The roll call of Democrats calling for Biden to withdraw was joined on Saturday by Angie Craig, a House member from a swing district in Minnesota.

“President Biden is a good man & I appreciate his lifetime of service,” Craig wrote on social media platform X.

“But I believe he should step aside for the next generation of leadership. The stakes are too high.”

NBC News reported that the Democratic leader in the House, Hakeem Jeffries, was set to discuss the president’s candidacy among colleagues on Sunday.

Throughout the roughly 20-minute interview on ABC, Biden rejected opinion polls that show him trailing Trump both nationwide and in the pivotal swing states that will determine the election outcome.

“I don’t think anybody is more qualified to be president or win this race than me,” Biden said.

The president also dodged questions about whether he would be willing to undergo cognitive and neurological testing, at one point replying: “I have a cognitive test every single day, every day I have that test.”

Biden added: “You know, not only am I campaigning, I am running the world . . . for example, today, before I came out here, I am on the phone with the prime minister of, well anyway, I shouldn’t get into the detail, with Netanyahu, I’m on the phone with the new prime minister of England.” The president appeared to be referencing a call he had on Thursday with Israeli Prime Minister Benjamin Netanyahu, and another on Friday with new UK Prime Minister Sir Keir Starmer.

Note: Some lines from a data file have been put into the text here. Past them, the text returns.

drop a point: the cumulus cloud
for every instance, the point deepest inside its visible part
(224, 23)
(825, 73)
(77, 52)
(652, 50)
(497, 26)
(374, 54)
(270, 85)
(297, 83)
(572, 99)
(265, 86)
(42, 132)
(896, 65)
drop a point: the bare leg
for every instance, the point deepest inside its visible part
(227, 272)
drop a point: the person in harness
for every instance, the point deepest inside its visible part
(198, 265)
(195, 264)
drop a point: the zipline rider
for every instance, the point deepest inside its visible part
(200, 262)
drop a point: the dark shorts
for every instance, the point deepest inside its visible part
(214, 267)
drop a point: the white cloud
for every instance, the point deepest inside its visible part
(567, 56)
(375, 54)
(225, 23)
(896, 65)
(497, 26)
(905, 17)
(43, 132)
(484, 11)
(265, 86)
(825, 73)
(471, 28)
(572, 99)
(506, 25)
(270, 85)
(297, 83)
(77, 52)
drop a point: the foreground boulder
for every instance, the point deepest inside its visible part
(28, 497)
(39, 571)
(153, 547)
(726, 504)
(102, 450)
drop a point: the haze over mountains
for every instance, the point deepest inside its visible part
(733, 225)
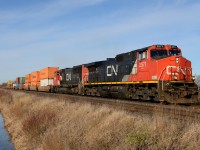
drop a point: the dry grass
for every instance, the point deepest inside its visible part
(38, 123)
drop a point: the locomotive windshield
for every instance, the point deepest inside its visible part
(175, 53)
(158, 54)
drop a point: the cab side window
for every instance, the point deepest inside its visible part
(142, 55)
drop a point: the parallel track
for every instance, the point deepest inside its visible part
(181, 113)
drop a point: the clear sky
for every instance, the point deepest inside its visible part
(35, 34)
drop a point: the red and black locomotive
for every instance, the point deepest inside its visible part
(157, 72)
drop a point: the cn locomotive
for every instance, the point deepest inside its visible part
(156, 73)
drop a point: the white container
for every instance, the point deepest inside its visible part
(46, 82)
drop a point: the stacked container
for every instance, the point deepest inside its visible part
(35, 80)
(47, 78)
(27, 81)
(21, 83)
(9, 84)
(17, 83)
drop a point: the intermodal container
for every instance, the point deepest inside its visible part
(34, 83)
(10, 82)
(48, 73)
(22, 80)
(17, 80)
(28, 78)
(35, 78)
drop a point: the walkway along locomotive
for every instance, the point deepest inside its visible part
(157, 72)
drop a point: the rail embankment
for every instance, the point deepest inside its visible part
(48, 123)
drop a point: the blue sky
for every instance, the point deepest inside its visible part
(41, 33)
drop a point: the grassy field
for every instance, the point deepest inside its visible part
(52, 124)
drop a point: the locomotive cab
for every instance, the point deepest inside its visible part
(174, 74)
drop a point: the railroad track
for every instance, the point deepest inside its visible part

In another exchange, Biden appeared to suggest that nobody would be able to convince him to suspend his re-election bid, saying: “If the Lord almighty tells me to, I might do that.”

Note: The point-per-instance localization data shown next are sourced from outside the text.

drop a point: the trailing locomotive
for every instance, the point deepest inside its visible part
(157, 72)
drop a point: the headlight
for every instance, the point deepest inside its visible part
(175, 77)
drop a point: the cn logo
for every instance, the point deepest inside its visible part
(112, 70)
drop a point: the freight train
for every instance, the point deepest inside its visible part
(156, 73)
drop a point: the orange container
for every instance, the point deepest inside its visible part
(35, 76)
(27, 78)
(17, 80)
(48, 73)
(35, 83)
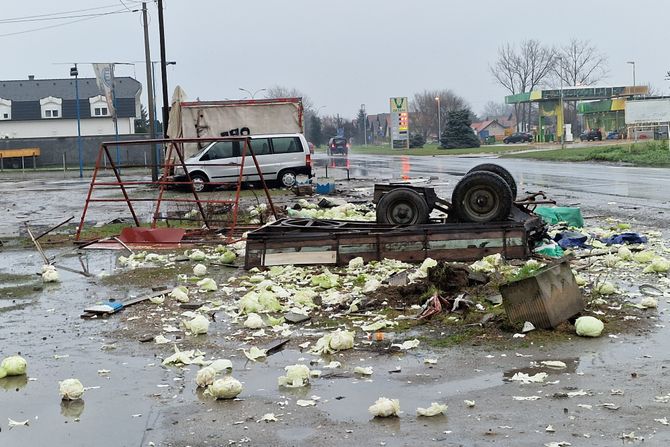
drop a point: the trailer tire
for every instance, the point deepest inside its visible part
(482, 196)
(502, 172)
(402, 206)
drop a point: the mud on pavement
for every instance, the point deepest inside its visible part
(608, 390)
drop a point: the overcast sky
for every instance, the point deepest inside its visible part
(341, 53)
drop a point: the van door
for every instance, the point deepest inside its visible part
(289, 153)
(261, 148)
(221, 162)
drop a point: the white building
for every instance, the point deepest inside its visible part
(36, 108)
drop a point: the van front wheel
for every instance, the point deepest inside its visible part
(287, 178)
(200, 182)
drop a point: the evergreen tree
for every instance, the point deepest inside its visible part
(457, 132)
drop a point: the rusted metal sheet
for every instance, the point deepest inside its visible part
(302, 241)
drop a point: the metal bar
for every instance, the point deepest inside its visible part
(53, 228)
(123, 189)
(88, 196)
(37, 244)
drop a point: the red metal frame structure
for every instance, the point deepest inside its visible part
(174, 152)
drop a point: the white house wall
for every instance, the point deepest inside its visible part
(64, 127)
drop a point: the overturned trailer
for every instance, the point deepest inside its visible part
(482, 219)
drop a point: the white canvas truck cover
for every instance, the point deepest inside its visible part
(230, 118)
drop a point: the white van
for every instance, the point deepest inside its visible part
(281, 157)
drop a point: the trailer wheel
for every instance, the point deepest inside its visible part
(402, 206)
(502, 172)
(482, 196)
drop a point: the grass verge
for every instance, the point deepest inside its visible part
(654, 153)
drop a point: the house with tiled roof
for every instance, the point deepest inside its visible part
(34, 108)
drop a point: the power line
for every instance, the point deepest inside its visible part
(69, 17)
(11, 19)
(64, 24)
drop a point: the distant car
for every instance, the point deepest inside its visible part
(338, 146)
(519, 137)
(591, 135)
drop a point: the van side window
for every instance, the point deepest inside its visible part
(260, 146)
(282, 145)
(222, 149)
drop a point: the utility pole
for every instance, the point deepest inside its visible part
(166, 101)
(155, 156)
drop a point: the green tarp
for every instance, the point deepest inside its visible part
(572, 216)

“It seems that the only person who still believes Biden should still be in the race is Biden,” said one top Democratic donor. Another Democratic donor called the interview “pathetic”, while another said it was “too little, too late”.

Many Democratic lawmakers, party operatives and influential donors have privately called for Biden to suspend his re-election campaign after last week’s debate reignited questions about the president’s age and fitness for office. But more critics have been willing to go public with their concerns in recent days.

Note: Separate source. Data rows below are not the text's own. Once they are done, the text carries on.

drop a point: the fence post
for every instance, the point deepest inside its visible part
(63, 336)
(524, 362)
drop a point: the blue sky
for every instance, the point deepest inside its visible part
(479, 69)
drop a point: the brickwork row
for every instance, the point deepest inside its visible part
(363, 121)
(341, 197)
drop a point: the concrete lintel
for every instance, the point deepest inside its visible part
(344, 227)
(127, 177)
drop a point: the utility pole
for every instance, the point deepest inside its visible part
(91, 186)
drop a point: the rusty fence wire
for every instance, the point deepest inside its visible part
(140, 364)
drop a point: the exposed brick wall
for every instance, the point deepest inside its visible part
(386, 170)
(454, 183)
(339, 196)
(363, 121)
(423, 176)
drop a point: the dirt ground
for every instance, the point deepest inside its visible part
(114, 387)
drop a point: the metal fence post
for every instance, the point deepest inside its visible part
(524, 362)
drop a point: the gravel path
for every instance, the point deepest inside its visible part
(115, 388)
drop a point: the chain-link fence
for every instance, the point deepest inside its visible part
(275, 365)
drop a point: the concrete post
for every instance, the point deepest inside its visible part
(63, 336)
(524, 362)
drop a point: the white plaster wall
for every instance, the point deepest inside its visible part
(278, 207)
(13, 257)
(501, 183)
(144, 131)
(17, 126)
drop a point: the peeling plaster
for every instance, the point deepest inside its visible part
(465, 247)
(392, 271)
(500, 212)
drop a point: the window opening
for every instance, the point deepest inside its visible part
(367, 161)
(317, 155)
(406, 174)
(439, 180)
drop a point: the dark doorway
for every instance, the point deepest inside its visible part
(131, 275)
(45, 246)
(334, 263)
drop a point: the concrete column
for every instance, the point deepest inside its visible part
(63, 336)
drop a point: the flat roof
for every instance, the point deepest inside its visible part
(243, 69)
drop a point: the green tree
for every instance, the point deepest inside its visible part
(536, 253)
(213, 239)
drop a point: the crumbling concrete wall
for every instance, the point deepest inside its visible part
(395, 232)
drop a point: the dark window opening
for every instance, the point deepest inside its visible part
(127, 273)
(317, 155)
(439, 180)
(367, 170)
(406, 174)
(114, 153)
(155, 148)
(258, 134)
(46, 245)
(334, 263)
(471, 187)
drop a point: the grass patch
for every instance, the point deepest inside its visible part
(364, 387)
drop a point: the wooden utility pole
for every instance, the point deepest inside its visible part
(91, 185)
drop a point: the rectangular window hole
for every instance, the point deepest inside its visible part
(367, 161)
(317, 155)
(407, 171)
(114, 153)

Maura Healey, the Democratic governor of Massachusetts, became the first state governor to suggest Biden step aside on Friday. Healey was among governors who met the president for emergency talks at the White House this week.

She issued a statement urging him to “listen to the American people and carefully evaluate whether he remains our best hope to defeat Donald Trump”.

Meanwhile, the Washington Post reported on Friday that Mark Warner, a senator from Virginia, was working to assemble a group of Democratic senators to ask Biden to exit the race. A spokesperson for Warner did not respond to a request for comment.

Earlier on Friday, Biden delivered a defiant speech in Wisconsin, a swing state, telling a crowd of supporters that he would not bow to the mounting pressure on him to quit.

“Let me say this as clearly as I can: I’m staying in the race. I’ll beat Donald Trump.”

Reporters travelling with Biden noted several people standing outside the venue where he spoke in Wisconsin holding signs urging him to “bow out” and “pass the torch”. Another sign read: “Give it up, Joe.”

His campaign on Friday said it would spend another $50mn on advertising in the month of July, including for ad spots that would run during this month’s Republican National Convention and the Olympics.

Biden’s vice-president Kamala Harris, California governor Gavin Newsom and Michigan governor Gretchen Whitmer — all seen as possible candidates should Biden step aside — have remained publicly loyal to the president’s campaign. At a July 4 celebration at the White House on Thursday evening, Biden joined hands with his vice-president as some people in the crowd chanted, “four more years”.

But other prominent Democrats are more reluctant to share the stage with the president. When Biden visited Wisconsin on Friday, he was joined by the state’s Democratic governor, Tony Evers — but not Tammy Baldwin, the state’s Democratic senator, who is polling far ahead of the president.

The latest FiveThirtyEight polling average shows Trump leading Biden by just shy of two points in Wisconsin.